Thank you for taking care about it.

Thanks,
Serguei

On 6/16/20 18:34, David Holmes wrote:
>> Ok, may I file it to JBS and fix it? 
>
> Go for it! :)
>
> Cheers,
> David
>
> On 17/06/2020 10:23 am, Yasumasa Suenaga wrote:
>> On 2020/06/17 8:47, serguei.spitsyn at oracle.com wrote:
>>> Hi Dan, David and Yasumasa,
>>>
>>>
>>> On 6/16/20 07:39, Daniel D. Daugherty wrote:
>>>> On 6/15/20 9:28 PM, David Holmes wrote:
>>>>> On 16/06/2020 10:57 am, Daniel D. Daugherty wrote:
>>>>>> On 6/15/20 7:19 PM, David Holmes wrote:
>>>>>>> On 16/06/2020 8:40 am, Daniel D. Daugherty wrote:
>>>>>>>> On 6/15/20 6:14 PM, David Holmes wrote:
>>>>>>>>> Hi Dan,
>>>>>>>>>
>>>>>>>>> On 15/06/2020 11:38 pm, Daniel D. Daugherty wrote:
>>>>>>>>>> On 6/15/20 3:26 AM, David Holmes wrote:
>>>>>>>>>>> On 15/06/2020 4:02 pm, Yasumasa Suenaga wrote:
>>>>>>>>>>>> Hi David,
>>>>>>>>>>>>
>>>>>>>>>>>> On 2020/06/15 14:15, David Holmes wrote:
>>>>>>>>>>>>> Hi Yasumasa,
>>>>>>>>>>>>>
>>>>>>>>>>>>> On 15/06/2020 2:49 pm, Yasumasa Suenaga wrote:
>>>>>>>>>>>>>> Hi all,
>>>>>>>>>>>>>>
>>>>>>>>>>>>>> I wonder why JvmtiEnvBase::get_object_monitor_usage() 
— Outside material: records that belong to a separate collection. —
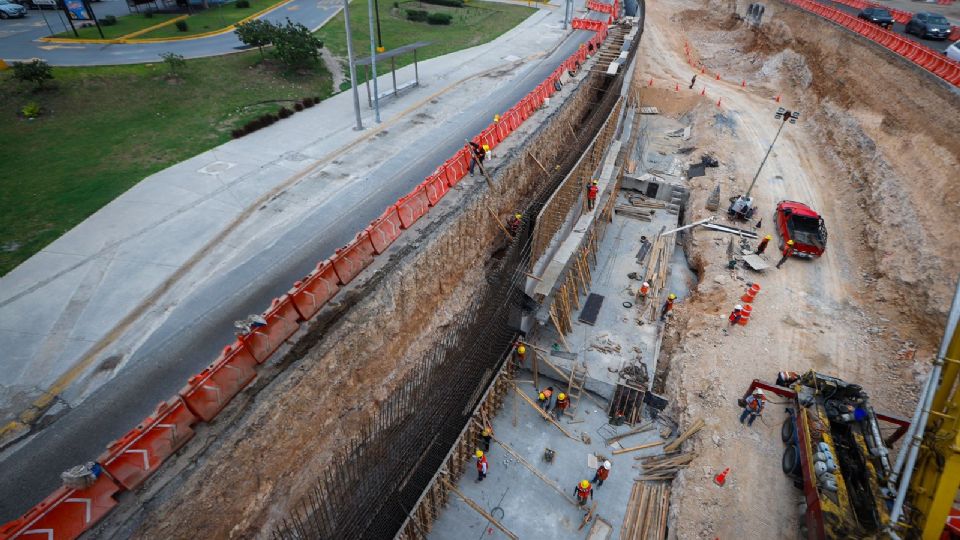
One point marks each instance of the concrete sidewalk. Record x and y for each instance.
(74, 315)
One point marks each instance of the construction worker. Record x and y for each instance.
(787, 251)
(602, 472)
(763, 244)
(485, 436)
(476, 155)
(561, 406)
(582, 491)
(786, 378)
(592, 190)
(667, 306)
(754, 406)
(515, 223)
(521, 354)
(544, 398)
(736, 315)
(481, 466)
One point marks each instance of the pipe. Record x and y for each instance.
(924, 406)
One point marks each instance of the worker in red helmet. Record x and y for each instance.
(583, 491)
(754, 406)
(481, 466)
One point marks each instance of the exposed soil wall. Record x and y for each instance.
(264, 456)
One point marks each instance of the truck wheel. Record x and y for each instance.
(790, 463)
(787, 430)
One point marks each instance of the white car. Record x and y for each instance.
(953, 51)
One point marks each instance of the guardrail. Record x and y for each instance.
(130, 460)
(921, 55)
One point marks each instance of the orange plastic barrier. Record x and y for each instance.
(436, 187)
(133, 457)
(320, 286)
(208, 392)
(384, 230)
(351, 259)
(413, 206)
(66, 513)
(282, 321)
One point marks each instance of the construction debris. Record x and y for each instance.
(646, 517)
(691, 431)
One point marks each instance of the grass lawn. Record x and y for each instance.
(211, 19)
(125, 25)
(476, 23)
(104, 129)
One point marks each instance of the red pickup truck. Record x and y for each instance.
(800, 223)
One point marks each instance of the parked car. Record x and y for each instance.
(953, 51)
(800, 223)
(929, 25)
(11, 10)
(878, 16)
>>>>>>>>>>>>>> (implementation of GetObjectMonitorUsage()) does not 
>>>>>>>>>>>>>> perform at safepoint.
>>>>>>>>>>>>>
>>>>>>>>>>>>> GetObjectMonitorUsage will use a safepoint if the target 
>>>>>>>>>>>>> is not suspended:
>>>>>>>>>>>>>
>>>>>>>>>>>>> jvmtiError
>>>>>>>>>>>>> JvmtiEnv::GetObjectMonitorUsage(jobject object, 
>>>>>>>>>>>>> jvmtiMonitorUsage* info_ptr) {
>>>>>>>>>>>>>    JavaThread* calling_thread = JavaThread::current();
>>>>>>>>>>>>>    jvmtiError err = 
>>>>>>>>>>>>> get_object_monitor_usage(calling_thread, object, info_ptr);
>>>>>>>>>>>>>    if (err == JVMTI_ERROR_THREAD_NOT_SUSPENDED) {
>>>>>>>>>>>>>      // Some of the critical threads were not suspended. 
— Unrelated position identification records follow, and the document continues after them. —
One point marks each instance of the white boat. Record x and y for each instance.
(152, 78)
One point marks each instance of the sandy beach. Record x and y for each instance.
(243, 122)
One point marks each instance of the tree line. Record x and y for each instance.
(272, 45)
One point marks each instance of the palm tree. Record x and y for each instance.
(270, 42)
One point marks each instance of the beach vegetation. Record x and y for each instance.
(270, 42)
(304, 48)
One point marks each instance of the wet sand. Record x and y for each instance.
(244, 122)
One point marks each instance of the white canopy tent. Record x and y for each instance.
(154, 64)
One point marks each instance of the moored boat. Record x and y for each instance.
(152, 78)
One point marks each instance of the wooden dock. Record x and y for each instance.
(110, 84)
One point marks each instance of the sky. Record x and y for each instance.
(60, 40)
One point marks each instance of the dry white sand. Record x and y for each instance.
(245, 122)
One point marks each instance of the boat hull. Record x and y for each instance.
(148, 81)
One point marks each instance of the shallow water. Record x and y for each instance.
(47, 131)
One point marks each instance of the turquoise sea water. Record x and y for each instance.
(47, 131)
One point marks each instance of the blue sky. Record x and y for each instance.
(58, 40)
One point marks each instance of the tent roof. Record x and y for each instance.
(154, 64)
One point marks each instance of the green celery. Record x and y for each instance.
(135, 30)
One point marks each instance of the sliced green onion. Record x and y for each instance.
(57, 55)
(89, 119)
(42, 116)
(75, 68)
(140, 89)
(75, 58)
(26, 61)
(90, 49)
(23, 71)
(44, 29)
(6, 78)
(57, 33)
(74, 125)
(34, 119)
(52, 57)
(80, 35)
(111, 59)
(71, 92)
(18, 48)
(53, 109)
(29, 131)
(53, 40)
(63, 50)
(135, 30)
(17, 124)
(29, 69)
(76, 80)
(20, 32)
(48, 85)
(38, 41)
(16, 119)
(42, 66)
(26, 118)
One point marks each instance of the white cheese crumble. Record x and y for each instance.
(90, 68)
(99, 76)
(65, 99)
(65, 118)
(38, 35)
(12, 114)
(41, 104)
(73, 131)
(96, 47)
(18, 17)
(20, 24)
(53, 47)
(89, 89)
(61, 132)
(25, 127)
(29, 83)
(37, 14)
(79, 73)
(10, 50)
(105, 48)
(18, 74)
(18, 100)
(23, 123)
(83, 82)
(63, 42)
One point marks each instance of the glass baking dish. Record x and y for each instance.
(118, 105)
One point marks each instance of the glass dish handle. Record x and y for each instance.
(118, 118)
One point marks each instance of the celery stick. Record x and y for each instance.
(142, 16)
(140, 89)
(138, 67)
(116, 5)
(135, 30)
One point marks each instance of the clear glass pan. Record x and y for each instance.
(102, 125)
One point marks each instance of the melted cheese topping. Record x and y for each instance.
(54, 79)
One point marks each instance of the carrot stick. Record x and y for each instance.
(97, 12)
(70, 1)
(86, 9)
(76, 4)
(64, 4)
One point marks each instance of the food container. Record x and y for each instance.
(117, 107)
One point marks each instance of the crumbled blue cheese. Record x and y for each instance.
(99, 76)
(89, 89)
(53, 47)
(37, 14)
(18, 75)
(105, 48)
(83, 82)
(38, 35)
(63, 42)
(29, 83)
>>>>>>>>>>>>> go to a safepoint and try again
>>>>>>>>>>>>>      VM_GetObjectMonitorUsage op(this, calling_thread, 
>>>>>>>>>>>>> object, info_ptr);
>>>>>>>>>>>>>      VMThread::execute(&op);
>>>>>>>>>>>>>      err = op.result();
>>>>>>>>>>>>>    }
>>>>>>>>>>>>>    return err;
>>>>>>>>>>>>> } /* end GetObject */
>>>>>>>>>>>>
>>>>>>>>>>>> I saw this code, so I guess there are some cases when 
>>>>>>>>>>>> JVMTI_ERROR_THREAD_NOT_SUSPENDED is not returned from 
>>>>>>>>>>>> get_object_monitor_usage().
>>>>>>>>>>>>
>>>>>>>>>>>>
>>>>>>>>>>>>>> Monitor owner would be acquired from monitor object at 
>>>>>>>>>>>>>> first [1], but it would perform concurrently.
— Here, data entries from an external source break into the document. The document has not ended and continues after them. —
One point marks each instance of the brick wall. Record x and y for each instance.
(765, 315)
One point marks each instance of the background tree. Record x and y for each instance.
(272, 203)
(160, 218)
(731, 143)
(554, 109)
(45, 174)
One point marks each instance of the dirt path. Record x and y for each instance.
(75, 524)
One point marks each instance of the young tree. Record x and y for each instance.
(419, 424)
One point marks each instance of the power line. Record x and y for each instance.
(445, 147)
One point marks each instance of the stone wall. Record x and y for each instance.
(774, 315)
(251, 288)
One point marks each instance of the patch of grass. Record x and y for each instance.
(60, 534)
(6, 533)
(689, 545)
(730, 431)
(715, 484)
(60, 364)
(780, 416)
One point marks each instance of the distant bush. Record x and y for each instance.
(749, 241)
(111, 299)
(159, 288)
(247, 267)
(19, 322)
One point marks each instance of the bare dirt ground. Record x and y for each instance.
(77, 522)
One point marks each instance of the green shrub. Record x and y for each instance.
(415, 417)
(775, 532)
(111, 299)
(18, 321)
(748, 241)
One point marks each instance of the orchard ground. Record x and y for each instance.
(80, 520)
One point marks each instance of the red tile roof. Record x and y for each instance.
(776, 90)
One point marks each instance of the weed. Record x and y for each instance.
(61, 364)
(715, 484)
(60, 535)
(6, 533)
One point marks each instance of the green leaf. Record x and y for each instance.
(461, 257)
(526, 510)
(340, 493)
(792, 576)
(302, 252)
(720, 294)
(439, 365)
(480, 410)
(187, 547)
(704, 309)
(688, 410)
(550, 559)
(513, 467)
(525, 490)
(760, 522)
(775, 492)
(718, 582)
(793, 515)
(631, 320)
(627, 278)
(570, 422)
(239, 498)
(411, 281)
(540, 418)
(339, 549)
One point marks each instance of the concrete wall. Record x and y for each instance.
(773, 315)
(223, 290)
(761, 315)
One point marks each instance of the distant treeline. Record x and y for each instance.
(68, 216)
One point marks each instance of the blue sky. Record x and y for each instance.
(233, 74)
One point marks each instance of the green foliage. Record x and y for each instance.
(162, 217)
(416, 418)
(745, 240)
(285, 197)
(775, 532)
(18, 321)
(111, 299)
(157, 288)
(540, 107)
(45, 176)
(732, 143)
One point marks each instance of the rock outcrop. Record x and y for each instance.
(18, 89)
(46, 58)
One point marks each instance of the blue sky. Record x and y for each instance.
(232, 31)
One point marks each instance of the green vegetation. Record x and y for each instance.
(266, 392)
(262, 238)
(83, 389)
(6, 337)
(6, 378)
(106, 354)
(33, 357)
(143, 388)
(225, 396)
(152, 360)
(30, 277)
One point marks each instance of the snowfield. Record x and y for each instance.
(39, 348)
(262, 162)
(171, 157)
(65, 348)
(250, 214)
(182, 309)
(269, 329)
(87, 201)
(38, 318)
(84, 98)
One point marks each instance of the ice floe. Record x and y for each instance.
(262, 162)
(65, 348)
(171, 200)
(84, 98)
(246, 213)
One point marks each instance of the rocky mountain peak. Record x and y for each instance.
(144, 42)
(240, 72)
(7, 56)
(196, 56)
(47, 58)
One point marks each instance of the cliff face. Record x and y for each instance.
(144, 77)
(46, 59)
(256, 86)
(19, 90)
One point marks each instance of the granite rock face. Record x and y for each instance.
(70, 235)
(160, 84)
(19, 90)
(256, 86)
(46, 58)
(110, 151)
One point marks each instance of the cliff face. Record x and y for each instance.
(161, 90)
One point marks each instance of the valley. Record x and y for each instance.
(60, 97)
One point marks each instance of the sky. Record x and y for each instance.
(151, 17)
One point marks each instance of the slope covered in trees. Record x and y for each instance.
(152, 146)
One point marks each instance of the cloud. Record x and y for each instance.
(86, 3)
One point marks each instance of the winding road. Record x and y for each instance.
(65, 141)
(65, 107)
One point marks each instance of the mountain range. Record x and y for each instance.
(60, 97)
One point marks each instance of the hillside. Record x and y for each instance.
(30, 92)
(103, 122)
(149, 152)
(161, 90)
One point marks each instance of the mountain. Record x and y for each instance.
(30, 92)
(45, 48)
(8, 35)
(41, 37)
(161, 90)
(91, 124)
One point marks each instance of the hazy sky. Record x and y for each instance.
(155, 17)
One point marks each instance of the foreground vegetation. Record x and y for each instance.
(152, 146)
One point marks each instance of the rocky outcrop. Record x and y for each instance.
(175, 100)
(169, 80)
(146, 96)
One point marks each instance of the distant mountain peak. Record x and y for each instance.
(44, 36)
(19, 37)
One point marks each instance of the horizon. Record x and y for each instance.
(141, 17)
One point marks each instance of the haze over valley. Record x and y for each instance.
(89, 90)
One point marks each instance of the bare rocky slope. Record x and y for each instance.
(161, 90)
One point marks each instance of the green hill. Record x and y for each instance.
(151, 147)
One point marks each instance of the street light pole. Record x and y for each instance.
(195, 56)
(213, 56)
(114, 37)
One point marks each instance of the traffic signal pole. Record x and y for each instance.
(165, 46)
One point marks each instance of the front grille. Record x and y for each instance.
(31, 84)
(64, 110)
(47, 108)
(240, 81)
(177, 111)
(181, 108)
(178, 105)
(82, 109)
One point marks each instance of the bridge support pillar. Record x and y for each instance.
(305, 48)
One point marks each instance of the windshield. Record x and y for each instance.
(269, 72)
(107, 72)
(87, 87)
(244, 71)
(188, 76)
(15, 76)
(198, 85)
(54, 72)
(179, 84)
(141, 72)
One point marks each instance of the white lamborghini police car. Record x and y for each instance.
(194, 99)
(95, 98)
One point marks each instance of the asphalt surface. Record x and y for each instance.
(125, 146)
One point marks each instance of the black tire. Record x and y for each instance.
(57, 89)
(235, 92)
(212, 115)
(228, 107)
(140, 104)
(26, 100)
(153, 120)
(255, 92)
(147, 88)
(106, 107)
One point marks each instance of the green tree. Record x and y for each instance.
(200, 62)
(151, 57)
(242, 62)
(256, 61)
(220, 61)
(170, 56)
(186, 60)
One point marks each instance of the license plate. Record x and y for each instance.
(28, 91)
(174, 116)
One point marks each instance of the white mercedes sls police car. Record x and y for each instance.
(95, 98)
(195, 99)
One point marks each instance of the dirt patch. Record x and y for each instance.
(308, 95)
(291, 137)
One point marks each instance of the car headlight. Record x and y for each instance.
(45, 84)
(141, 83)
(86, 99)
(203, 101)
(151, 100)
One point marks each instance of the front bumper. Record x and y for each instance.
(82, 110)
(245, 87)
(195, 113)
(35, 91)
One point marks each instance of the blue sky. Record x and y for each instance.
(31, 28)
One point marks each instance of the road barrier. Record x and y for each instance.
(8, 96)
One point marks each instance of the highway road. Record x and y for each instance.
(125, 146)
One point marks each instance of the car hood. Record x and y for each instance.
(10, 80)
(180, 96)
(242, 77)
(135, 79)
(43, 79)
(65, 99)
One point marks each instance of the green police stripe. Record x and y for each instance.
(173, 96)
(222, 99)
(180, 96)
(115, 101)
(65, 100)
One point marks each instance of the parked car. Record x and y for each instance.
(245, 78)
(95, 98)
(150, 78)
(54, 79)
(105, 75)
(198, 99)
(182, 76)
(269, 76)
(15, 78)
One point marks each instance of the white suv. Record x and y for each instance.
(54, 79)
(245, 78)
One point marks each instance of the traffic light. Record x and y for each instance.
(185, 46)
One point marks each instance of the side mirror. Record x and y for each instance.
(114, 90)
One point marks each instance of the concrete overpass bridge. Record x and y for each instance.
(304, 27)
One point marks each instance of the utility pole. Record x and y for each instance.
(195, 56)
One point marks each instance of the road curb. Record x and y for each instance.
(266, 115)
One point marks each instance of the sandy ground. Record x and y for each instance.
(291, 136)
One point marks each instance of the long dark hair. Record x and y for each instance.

>>>>>>>>>>>>>> If owner thread is not suspended, the owner might be 
>>>>>>>>>>>>>> changed to others in subsequent code.
>>>>>>>>>>>>>>
>>>>>>>>>>>>>> For example, the owner might release the monitor before [2].
>>>>>>>>>>>>>
>>>>>>>>>>>>> The expectation is that when we find an owner thread it is 
>>>>>>>>>>>>> either suspended or not. If it is suspended then it cannot 
>>>>>>>>>>>>> release the monitor. If it is not suspended we detect that 
>>>>>>>>>>>>> and redo the whole query at a safepoint.
>>>>>>>>>>>>
>>>>>>>>>>>> I think the owner thread might resume unfortunately after 
>>>>>>>>>>>> suspending check.
>>>>>>>>>>>
>>>>>>>>>>> Yes you are right. I was thinking resuming also required a 
>>>>>>>>>>> safepoint but it only requires the Threads_lock. So yes the 
>>>>>>>>>>> code is wrong.
>>>>>>>>>>
>>>>>>>>>> Which code is wrong?
>>>>>>>>>>
>>>>>>>>>> Yes, a rogue resume can happen when the 
>>>>>>>>>> GetObjectMonitorUsage() caller
>>>>>>>>>> has started the process of gathering the information while 
>>>>>>>>>> not at a
>>>>>>>>>> safepoint. Thus the information returned by 
>>>>>>>>>> GetObjectMonitorUsage()
>>>>>>>>>> might be stale, but that's a bug in the agent code.
>>>>>>>>>
>>>>>>>>> The code tries to make sure that it either collects data about 
>>>>>>>>> a monitor owned by a thread that is suspended, or else it 
>>>>>>>>> collects that data at a safepoint. But the owning thread can 
>>>>>>>>> be resumed just after the code determined it was suspended. 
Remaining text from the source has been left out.